As described in Nature Communications, Tetsutaro Hayashi, Haruka Ozaki and their co-authors used BioJulia to deeply analyze data of their newly-developed single-cellRNA sequencing (scRNA-seq) method, RamDA-seq, which can measure poly(A) and non-poly(A) RNAs and provide full-length coverage.
The goal of this research is to help scientists study cell differentiation and organ regeneration and facilitate development of diagnostic markers for transplanted cells and rare cell populations.
According to Dr. Ozaki, a bioinformatics scientist in the team, “In developing scRNA-seq methods, it is important to evaluate whether and what RNAs in single cells are successfully measured. The raw data from scRNA-seq for each cell consists of millions of nucleotide sequences with short lengths. We first align each sequence in scRNA-seq data against reference genome and transcriptome databases. Then, to interpret various biological information in the scRNA-seq data, we parse alignment files, and build, qualify, and visualize biologically-meaningful features. To explore different aspects of RNA biology, we need to devise, implement and test various kinds of customized data analysis processes.” The data sets involved are very large, which means that parsing alignment files as part of this trial and error approach takes a lot of time. In order to shorten the timeline to develop and test data analysis codes, the team chose Julia and BioJulia.

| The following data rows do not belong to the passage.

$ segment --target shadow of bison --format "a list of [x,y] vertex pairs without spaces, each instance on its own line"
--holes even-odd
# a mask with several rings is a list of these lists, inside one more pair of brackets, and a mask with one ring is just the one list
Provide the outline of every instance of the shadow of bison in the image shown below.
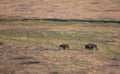
[[61,44],[59,45],[60,48],[66,50],[66,49],[69,49],[69,45],[68,44]]
[[96,48],[98,50],[96,44],[86,44],[85,48],[88,49],[88,50],[92,50],[92,49]]

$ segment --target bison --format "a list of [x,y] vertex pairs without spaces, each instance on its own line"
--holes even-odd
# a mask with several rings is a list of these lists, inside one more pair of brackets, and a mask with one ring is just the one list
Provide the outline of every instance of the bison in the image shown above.
[[85,48],[88,50],[92,50],[92,49],[96,48],[98,50],[98,48],[95,44],[86,44]]
[[65,49],[69,48],[69,45],[68,44],[61,44],[61,45],[59,45],[59,47],[61,47],[65,50]]

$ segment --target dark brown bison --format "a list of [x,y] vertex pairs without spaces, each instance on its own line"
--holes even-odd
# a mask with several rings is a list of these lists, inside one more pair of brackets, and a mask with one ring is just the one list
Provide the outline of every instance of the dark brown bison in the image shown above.
[[95,44],[86,44],[85,48],[88,50],[92,50],[92,49],[96,48],[98,50],[98,48]]
[[59,47],[61,47],[65,50],[65,49],[69,48],[69,45],[68,44],[61,44],[61,45],[59,45]]

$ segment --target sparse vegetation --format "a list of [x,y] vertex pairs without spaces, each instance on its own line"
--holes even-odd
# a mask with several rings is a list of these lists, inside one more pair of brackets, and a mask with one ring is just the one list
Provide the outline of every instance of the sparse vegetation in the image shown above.
[[[120,74],[119,6],[119,0],[0,0],[0,74]],[[99,50],[86,50],[88,43]]]
[[[5,65],[1,62],[0,72],[119,73],[120,25],[106,25],[108,23],[58,23],[39,20],[13,21],[9,24],[1,22],[0,40],[5,44],[0,46],[0,59],[4,60],[6,57],[9,63],[5,61]],[[70,48],[59,49],[61,43],[69,44]],[[86,50],[86,43],[97,44],[99,50]],[[13,63],[16,65],[11,66]]]

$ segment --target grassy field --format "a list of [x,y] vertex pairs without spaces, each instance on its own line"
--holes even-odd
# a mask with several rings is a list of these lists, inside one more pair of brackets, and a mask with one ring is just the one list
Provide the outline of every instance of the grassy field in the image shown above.
[[0,74],[120,74],[120,0],[0,0]]
[[[1,21],[0,43],[0,74],[120,73],[117,23]],[[86,50],[87,43],[99,50]]]

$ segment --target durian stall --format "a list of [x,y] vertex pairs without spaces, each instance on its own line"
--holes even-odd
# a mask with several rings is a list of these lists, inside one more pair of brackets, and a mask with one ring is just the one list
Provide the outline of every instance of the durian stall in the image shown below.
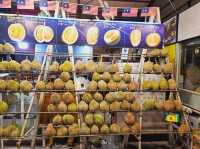
[[[1,147],[15,140],[19,148],[27,142],[31,148],[38,142],[72,148],[125,148],[132,142],[142,148],[149,135],[167,136],[171,147],[177,142],[190,147],[175,66],[168,51],[161,50],[162,24],[12,15],[0,19]],[[23,51],[16,48],[19,42],[47,46],[43,52]],[[57,50],[58,45],[67,50]],[[74,53],[74,46],[84,45],[137,50]],[[11,98],[16,99],[9,103]]]

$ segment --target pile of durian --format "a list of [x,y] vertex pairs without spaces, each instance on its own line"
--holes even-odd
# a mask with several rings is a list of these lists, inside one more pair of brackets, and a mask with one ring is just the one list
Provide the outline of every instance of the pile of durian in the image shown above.
[[5,127],[0,126],[0,138],[16,138],[19,137],[21,128],[17,124],[9,124]]
[[140,124],[137,122],[135,115],[128,112],[120,124],[107,124],[102,113],[86,113],[80,126],[75,123],[75,117],[71,114],[56,115],[52,123],[48,124],[45,133],[48,137],[53,137],[90,134],[136,134],[138,132],[140,132]]
[[153,63],[150,61],[146,61],[144,63],[144,73],[164,73],[164,74],[170,74],[173,73],[173,64],[172,63],[166,63],[163,65],[160,65],[158,63]]
[[144,80],[142,83],[143,90],[176,90],[177,85],[174,79],[167,80],[161,76],[159,81]]

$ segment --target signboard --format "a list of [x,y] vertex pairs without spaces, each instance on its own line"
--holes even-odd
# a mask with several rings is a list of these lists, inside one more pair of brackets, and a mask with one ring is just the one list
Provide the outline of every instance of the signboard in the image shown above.
[[162,48],[164,40],[162,24],[0,16],[0,26],[1,40],[8,42]]

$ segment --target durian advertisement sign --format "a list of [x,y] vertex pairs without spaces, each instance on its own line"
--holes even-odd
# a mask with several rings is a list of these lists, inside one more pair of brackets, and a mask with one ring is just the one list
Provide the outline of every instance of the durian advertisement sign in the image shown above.
[[162,48],[162,24],[0,16],[2,41],[96,47]]

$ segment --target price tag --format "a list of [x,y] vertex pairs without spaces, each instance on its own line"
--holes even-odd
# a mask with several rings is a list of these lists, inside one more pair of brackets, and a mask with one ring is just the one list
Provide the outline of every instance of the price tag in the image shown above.
[[165,121],[172,122],[172,123],[179,123],[180,122],[180,114],[179,113],[165,113]]

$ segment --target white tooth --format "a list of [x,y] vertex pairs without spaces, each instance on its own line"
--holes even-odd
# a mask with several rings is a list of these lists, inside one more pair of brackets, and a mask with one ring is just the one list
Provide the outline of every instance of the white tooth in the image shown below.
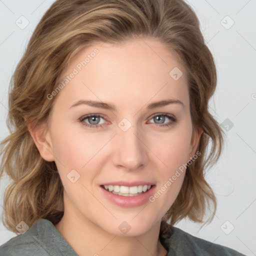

“Julia and BioJulia are very fast and easy to write, partly due to the dynamic type system. This combination of high speed with high productivity makes Julia and BioJulia ideally suited to this computationally expensive analysis,” Dr. Ozaki explained.
Furthermore, Kenta Sato (@bicycle1885) is one of the developers of BioJulia and an intern at the Laboratory for Bioinformatics Research at the RIKEN Center for Biosystems Dynamics Research where the research was conducted. According to and Dr. Ozaki, “Kenta Sato encouraged and supported our lab members using Julia and BioJulia.”
Finally, Dr. Ozaki note: “The shell mode in Julia REPL is very useful to check input and output files when writing codes. What’s more, the BioJulia community is very active and the developers continuously improve the BioJulia packages.”